While doing so, I experienced a personal vegan evolution—whereas I originally focused mainly on the nutritional superiority of an animal-free diet, my vegan convictions deepened immensely once I finally allowed myself to absorb the true magnitude of the utterly inhumane impact a non-vegan lifestyle has on non-human animals. Essentially, I became vegan for my health, but remain vegan out of a fierce desire to show non-exclusive compassion for all beings, to cause as little harm as possible to the world around me and all of its inhabitants, and to help others on their journey to an enlightenment that our industrialized, profit-driven, meat-centric society constantly works to shroud.
In response to those who consider veganism “restrictive,” I’d urge them to consider that I made a conscious decision to stop eating animal flesh and secretions because it felt completely anathema to partake in the exploitation of animals, in a corrupt billion-dollar industry, and in food that would intensely hinder my health. It’s not restriction—it’s liberation.
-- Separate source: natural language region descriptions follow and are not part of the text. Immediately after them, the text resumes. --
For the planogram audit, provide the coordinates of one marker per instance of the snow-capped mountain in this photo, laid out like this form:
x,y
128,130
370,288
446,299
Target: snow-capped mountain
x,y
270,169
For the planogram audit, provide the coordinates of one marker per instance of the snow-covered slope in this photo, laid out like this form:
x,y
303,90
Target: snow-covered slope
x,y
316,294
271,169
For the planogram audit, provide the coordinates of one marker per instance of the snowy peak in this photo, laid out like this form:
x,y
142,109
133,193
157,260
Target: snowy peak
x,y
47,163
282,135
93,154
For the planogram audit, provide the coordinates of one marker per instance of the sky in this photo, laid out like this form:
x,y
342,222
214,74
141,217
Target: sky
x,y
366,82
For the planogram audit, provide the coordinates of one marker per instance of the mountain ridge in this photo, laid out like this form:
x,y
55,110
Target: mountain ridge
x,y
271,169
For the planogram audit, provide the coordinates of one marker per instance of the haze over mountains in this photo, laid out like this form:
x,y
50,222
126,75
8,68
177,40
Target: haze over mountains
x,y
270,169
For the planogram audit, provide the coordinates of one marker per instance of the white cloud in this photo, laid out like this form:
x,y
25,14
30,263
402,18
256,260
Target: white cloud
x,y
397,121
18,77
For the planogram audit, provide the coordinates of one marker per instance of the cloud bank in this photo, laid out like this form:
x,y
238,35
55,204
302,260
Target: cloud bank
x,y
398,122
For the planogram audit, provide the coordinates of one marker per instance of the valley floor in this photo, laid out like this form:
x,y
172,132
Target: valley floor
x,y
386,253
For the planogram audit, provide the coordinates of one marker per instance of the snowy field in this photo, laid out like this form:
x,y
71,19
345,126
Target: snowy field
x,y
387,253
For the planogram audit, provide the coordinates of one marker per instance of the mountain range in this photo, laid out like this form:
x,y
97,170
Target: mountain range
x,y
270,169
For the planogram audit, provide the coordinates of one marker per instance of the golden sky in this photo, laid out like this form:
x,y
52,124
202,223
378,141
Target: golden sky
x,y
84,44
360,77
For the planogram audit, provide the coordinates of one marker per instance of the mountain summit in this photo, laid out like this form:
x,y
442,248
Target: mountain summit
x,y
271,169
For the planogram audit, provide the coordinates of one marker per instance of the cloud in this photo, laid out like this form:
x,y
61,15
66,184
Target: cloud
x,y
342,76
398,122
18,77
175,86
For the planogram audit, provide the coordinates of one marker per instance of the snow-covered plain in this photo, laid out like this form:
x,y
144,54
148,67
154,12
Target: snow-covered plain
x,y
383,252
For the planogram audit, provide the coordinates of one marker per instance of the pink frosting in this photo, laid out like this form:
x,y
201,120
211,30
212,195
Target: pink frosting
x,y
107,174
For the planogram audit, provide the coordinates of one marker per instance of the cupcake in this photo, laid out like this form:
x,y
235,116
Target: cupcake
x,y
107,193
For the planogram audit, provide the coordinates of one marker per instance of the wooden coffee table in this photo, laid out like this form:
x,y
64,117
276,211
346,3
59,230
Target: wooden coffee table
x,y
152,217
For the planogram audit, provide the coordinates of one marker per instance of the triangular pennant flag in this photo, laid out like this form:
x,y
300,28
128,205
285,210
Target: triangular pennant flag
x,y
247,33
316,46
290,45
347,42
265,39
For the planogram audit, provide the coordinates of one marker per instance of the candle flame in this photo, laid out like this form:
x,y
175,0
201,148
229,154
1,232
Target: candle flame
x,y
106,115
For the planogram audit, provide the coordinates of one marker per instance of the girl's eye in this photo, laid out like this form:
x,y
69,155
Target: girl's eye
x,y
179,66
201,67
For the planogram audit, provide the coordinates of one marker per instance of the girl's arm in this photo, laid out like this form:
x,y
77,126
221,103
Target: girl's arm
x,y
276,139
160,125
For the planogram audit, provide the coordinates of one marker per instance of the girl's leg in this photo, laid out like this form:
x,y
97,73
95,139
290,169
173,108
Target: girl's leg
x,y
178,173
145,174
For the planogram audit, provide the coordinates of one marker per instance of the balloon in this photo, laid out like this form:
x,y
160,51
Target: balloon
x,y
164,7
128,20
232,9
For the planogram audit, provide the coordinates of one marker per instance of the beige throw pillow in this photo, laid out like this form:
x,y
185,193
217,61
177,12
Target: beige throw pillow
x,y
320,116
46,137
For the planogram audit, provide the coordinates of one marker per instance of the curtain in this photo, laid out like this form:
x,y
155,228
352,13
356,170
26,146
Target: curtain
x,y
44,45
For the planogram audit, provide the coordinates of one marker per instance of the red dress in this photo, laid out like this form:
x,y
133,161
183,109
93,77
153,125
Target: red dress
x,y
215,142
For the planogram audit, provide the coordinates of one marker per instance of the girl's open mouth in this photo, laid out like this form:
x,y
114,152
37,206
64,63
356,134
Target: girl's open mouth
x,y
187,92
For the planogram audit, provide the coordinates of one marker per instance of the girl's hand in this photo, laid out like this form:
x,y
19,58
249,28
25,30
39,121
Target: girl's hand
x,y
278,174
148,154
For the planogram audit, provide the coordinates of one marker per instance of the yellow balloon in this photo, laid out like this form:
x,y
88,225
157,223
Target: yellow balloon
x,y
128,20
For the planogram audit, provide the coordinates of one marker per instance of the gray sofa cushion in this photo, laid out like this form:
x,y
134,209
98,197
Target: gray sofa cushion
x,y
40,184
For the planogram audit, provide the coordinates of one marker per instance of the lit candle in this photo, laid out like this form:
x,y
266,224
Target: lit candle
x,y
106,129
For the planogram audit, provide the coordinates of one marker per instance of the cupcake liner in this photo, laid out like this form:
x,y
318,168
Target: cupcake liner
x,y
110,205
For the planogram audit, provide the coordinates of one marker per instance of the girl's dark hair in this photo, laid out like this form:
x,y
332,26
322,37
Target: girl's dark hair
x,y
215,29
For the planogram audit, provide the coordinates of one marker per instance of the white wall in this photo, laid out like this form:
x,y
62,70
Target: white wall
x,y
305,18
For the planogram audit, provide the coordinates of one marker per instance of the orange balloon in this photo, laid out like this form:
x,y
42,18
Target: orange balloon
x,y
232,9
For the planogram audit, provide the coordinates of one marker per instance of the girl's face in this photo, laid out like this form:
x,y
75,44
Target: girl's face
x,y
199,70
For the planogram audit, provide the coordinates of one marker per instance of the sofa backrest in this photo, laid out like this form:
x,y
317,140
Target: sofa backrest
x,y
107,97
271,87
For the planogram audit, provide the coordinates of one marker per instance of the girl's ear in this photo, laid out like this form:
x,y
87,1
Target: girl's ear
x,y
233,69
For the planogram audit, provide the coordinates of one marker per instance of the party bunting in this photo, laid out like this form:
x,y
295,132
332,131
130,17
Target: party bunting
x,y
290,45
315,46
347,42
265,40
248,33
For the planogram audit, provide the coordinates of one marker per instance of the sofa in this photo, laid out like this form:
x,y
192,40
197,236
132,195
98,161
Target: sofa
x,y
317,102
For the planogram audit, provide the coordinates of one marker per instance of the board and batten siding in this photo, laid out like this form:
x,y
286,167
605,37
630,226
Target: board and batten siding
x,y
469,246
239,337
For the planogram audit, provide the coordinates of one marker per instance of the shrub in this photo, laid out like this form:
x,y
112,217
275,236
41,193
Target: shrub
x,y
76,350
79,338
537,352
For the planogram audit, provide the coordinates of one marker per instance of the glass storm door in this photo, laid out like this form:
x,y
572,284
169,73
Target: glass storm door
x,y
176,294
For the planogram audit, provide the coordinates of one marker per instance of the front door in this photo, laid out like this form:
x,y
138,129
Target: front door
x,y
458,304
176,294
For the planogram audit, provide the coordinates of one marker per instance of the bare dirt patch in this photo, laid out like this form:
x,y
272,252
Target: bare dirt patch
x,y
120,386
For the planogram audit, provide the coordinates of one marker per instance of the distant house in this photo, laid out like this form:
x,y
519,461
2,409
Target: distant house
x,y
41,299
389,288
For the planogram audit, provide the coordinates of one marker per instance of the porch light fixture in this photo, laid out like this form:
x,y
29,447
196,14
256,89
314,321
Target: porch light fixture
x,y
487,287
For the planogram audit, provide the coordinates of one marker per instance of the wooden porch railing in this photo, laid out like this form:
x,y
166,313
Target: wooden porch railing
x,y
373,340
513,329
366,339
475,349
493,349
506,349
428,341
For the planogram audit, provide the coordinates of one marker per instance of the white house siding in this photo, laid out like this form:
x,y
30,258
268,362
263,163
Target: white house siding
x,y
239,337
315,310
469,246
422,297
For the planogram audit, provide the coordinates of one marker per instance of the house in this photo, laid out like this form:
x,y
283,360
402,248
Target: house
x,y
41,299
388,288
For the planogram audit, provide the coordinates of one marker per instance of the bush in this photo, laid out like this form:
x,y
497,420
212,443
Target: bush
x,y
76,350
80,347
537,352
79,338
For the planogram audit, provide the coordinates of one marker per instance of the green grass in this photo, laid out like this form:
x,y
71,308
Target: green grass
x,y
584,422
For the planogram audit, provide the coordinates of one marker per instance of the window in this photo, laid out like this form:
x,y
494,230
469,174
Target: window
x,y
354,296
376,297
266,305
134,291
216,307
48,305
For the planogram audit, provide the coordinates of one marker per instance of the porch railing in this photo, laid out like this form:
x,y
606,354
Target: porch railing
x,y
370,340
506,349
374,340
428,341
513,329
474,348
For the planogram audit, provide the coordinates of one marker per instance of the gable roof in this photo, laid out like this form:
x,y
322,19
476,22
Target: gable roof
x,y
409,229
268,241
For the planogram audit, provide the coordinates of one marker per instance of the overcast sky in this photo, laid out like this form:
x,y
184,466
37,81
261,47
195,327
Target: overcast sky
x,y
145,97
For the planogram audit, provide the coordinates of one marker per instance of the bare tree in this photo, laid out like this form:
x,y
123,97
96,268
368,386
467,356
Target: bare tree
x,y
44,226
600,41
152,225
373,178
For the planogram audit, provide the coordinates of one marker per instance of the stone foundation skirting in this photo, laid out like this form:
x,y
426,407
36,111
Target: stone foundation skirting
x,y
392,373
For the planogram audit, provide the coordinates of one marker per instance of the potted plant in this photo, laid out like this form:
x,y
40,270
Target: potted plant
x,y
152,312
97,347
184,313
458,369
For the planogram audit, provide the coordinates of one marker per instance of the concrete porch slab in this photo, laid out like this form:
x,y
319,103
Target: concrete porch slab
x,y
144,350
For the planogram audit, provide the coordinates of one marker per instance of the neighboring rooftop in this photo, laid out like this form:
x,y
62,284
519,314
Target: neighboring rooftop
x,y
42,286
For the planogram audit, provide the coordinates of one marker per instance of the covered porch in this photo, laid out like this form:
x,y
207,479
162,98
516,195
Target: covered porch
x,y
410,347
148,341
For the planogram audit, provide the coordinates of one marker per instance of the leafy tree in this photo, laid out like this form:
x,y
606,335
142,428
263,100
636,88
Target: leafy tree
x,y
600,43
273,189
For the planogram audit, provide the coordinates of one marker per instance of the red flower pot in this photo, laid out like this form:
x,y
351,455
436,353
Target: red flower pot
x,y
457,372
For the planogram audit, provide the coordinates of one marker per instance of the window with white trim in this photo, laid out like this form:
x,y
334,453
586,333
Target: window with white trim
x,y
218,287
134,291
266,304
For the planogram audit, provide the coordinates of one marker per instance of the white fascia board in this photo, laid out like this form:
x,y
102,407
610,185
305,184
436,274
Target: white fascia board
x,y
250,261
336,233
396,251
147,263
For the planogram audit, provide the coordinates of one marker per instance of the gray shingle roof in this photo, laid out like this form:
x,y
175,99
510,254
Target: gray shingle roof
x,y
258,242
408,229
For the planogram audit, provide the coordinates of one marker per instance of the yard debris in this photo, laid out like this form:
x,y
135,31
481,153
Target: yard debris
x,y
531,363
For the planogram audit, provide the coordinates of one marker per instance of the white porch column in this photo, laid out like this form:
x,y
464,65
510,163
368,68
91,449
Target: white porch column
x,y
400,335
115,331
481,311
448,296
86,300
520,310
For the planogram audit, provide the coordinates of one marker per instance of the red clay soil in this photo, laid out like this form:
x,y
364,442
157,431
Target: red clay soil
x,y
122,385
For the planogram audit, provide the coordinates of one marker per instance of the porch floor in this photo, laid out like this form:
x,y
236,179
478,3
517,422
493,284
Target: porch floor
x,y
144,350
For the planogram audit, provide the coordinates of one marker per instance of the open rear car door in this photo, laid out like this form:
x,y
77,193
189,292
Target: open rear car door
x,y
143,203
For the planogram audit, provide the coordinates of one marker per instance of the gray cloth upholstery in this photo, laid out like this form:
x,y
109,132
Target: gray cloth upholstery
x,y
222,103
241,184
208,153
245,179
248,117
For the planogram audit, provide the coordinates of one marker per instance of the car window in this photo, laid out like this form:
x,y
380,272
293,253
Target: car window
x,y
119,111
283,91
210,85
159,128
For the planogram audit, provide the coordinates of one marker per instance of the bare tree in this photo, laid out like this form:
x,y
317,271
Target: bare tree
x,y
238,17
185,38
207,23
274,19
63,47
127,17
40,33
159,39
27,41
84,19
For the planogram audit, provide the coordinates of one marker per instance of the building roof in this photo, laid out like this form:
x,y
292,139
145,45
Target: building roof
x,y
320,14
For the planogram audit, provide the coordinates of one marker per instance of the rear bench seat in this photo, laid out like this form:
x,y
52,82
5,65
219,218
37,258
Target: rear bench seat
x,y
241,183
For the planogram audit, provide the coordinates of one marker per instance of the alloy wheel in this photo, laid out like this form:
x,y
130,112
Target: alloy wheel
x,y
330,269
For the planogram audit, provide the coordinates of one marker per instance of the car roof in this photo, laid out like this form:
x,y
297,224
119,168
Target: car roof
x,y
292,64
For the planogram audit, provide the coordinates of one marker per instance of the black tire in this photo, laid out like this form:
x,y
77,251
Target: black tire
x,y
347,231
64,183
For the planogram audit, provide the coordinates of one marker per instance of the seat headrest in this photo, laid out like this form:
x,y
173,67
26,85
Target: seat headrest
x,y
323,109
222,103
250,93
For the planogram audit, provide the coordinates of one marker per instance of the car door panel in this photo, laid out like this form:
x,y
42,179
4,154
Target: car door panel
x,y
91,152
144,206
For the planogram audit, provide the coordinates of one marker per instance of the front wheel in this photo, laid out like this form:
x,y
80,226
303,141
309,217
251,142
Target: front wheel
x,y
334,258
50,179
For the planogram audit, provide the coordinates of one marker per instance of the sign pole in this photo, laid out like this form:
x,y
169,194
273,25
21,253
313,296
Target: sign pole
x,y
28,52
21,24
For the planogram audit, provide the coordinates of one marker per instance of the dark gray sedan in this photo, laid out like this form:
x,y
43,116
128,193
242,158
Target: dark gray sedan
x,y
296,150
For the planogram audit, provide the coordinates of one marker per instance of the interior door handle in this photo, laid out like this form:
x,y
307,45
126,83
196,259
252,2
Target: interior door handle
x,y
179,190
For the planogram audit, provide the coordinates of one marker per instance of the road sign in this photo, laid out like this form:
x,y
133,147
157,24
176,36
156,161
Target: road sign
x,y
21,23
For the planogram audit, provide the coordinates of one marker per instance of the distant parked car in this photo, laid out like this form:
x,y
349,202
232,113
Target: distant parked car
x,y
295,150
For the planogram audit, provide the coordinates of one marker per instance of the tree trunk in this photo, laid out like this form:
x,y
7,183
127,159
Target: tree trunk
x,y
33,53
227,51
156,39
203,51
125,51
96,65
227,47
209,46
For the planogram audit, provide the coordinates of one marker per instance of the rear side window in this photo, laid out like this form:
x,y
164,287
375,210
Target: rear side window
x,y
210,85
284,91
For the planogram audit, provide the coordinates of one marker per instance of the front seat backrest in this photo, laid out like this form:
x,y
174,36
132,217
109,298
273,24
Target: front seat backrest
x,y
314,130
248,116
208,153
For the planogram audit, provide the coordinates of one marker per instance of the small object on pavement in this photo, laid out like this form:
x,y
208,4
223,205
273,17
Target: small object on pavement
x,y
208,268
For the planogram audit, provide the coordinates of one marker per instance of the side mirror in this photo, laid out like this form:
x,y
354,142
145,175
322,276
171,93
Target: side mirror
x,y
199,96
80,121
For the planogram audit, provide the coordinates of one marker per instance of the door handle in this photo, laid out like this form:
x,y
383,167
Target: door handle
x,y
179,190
I entitled this blog “Farmers Market Vegan” out of my fervent appreciation for the cornucopia of seasonal, organic fruits and vegetables grown mere miles away from my hometown of Madison, WI, which in turn spawned my desire to both study sustainable agriculture in college and to begin cultivating my own vegetable garden in the hopes of becoming as self-sustainable as possible.
However, after proudly declaring myself a “locavore” for quite a while, I realized that many proponents of the locavore movement also ardently support the impossible ideal of “ethical meat,” and thereby conveniently ignore the violent slaughter of non-human animals inherent in a society that manipulates voiceless creatures for selfish gustatory pleasures, as well as choose to romanticize images of “grass-fed, poetry-read, tucked-in-bed” animals raised within shouting distance of the homes of those who consume them. No matter how local, organic, or “humane” a farm claims to be, the fact remains that these terms are all but entirely unregulated, that the animals are only allowed to live out a fraction of their potentially fruitful lives, and that any agricultural operation, whether local or on a factory farm, contributes to the notion of non-human animals as inferior beings.
Thus, I yearn to reclaim the term “locavore” and instill it with new connotations that are compassionate to the environment, to health, and, most importantly, to the animals. Allow us to truly live off the earth and its bounty of fruits, vegetables, legumes, nuts, and seeds, rather than off the mangled carcasses of those who share the earth with us.